そこで、コンパイルの次にライブラリをリンクする作業を行うことによって、実行できるファイルが作成できるのです。この一連の流れは処理系によって異なりますが、メイク(make)とかビルド(build)と呼ばれています。操作はエディタのような統合環境上で行うもの、コマンドラインで行うもの等いろいろありますが、筆者が慣れ親しんでいるVisualCの画面を紹介しましょう。

(クリックして拡大)

画面の中に、プログラムが書かれています。メニューに[ビルド]がありますが、この中にある[ビルド]を選択すると、コンパイル、リンクと進み、エラーがなければ実行形式のファイルが指定されたフォルダに出来上がります。下のウインドウにコンパイル中...、リンク中..と表示され、エラーなしで終了していることがわかります。
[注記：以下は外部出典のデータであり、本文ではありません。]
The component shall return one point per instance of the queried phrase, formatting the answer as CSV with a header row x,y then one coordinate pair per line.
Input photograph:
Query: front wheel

プログラムに文法上のエラーがあった場合は、ここに表示されますので、プログラムを修正します。

コマンドプロンプトで実行してみましょう。EarthCare.cからEarthCare.exeが生成されていることがわかります。EarthCareと入力してエンターキーを押すと、"EarthCare Program"と表示されました。めでたし、めでたし。

コマンドプロンプトはあまりなじみがないかも知れません。[スタート]−[プログラム]−[アクセサリ]の中にあり、"WINDOWS\system32\cmd.exe"が本体です。コマンドプロンプトはLinuxのシェルに相当するもので、キーボードからコマンドを入力することでプログラムを実行させることができます。

コマンドプロンプトのショートカットをデスクトップに置いておくと便利でしょう。WindowsXPではあまりデスクトップにアイコンを置くことを奨励していないようですが、よく使うアイコンはデスクトップにあると便利です。ショートカット作成後、プロパティーで[作業フォルダ(S)]をユーザーが使うフォルダに設定しておきましょう。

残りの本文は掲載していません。